Wegner’s White Bear Experiment: A Classic Study on Thought Suppression
In a study by Wegner et al., participants were instructed to not think of white bears for a period of 5 minutes and to ring a bell each time the thought of a white bear crossed their minds. Following this initial suppression period, another 5-minute phase was introduced during which participants could think of anything they wanted, including white bears, and continued to ring a bell each time the thought of a white bear surfaced. This group was compared to another group of participants who performed the expression phase first, without initial suppression. The results showed that suppression in the first phase was difficult for the participants—most of them thought of white bears despite instructions not to think of them—and that thoughts of white bears rebounded after suppression in the second, free expression phase. In other words, the rate of white bear thoughts during the expression phase was higher in the suppression-first group than in the expression-first group.

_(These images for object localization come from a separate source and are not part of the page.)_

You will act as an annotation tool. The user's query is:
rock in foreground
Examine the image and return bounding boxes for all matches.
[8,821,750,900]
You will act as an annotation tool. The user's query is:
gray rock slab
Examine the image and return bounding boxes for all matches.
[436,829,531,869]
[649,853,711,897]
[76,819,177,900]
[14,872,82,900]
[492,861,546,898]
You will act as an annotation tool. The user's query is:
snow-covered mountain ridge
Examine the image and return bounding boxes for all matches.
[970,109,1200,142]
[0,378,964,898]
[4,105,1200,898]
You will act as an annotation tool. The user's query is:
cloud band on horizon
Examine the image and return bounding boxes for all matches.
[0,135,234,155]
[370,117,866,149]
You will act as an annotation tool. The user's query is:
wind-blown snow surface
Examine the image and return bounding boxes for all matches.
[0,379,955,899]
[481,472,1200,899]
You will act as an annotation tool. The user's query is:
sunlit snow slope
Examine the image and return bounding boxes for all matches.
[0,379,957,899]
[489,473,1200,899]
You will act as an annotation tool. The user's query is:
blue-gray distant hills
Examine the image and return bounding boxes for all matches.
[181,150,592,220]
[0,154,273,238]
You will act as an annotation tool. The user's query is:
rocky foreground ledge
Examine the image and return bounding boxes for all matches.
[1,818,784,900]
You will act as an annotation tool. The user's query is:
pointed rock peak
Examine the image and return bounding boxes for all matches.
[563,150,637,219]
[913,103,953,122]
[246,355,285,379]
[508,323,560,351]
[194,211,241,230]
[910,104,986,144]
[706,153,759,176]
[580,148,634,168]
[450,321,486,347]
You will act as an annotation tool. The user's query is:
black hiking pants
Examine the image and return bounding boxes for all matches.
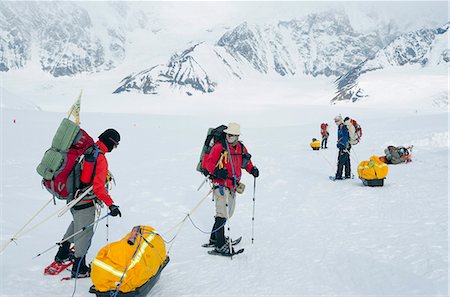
[336,148,351,179]
[321,137,328,148]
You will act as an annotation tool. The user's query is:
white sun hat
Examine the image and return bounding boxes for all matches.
[224,123,241,135]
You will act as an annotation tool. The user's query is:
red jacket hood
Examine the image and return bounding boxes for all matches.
[96,140,109,153]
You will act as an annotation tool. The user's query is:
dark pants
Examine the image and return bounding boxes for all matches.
[209,217,227,248]
[321,137,328,148]
[336,148,351,178]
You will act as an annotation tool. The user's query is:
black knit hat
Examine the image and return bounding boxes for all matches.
[98,129,120,152]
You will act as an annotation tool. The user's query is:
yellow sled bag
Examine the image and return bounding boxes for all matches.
[357,156,388,180]
[91,225,167,293]
[310,140,321,150]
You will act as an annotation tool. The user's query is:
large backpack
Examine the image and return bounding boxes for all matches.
[36,118,95,200]
[196,125,227,175]
[196,125,251,175]
[384,145,411,164]
[320,123,328,137]
[346,118,362,145]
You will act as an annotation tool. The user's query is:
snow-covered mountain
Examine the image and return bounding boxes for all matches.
[1,2,447,105]
[332,22,450,103]
[217,13,397,78]
[114,11,401,95]
[0,2,150,76]
[114,43,222,95]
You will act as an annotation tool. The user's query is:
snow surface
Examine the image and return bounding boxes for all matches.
[0,84,448,296]
[0,2,448,295]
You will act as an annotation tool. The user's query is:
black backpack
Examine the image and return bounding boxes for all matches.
[196,125,252,176]
[196,125,227,175]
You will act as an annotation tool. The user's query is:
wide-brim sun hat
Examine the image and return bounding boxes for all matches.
[224,122,241,135]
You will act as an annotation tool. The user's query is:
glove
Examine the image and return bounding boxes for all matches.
[200,168,210,177]
[213,168,228,180]
[250,166,259,178]
[109,204,122,217]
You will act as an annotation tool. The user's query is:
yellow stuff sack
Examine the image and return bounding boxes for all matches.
[357,155,389,180]
[310,140,321,150]
[91,225,167,293]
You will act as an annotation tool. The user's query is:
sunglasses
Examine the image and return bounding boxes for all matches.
[227,134,238,137]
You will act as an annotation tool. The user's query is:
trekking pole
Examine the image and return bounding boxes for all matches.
[15,188,93,240]
[0,197,54,254]
[57,185,94,217]
[225,141,238,258]
[251,177,256,244]
[32,213,110,259]
[334,147,339,176]
[225,190,234,259]
[197,176,209,191]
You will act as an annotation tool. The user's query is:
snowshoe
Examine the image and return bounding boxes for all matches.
[207,243,244,257]
[202,236,242,248]
[44,260,73,276]
[329,174,354,181]
[208,247,244,257]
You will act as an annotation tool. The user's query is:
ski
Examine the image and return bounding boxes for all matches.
[207,248,244,257]
[201,236,242,248]
[44,261,73,276]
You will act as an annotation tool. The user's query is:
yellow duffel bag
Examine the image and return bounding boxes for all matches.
[310,139,321,150]
[91,225,167,294]
[357,155,389,180]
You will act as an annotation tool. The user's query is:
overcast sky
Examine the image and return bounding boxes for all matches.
[149,1,448,31]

In order to control thoughts and behaviours, people often try to suppress unwanted thoughts. Dieters may try to avoid thinking about fatty foods, a person in drug rehabilitation may try not to think of drugs, a student may attempt to concentrate on an exam and suppress thoughts of distracting objects, and a professor may try to suppress aggressive thoughts about a colleague he finds immoral and socially unacceptable. Yet, many times these attempts to suppress one’s thoughts not only fail but also produce the opposite effect.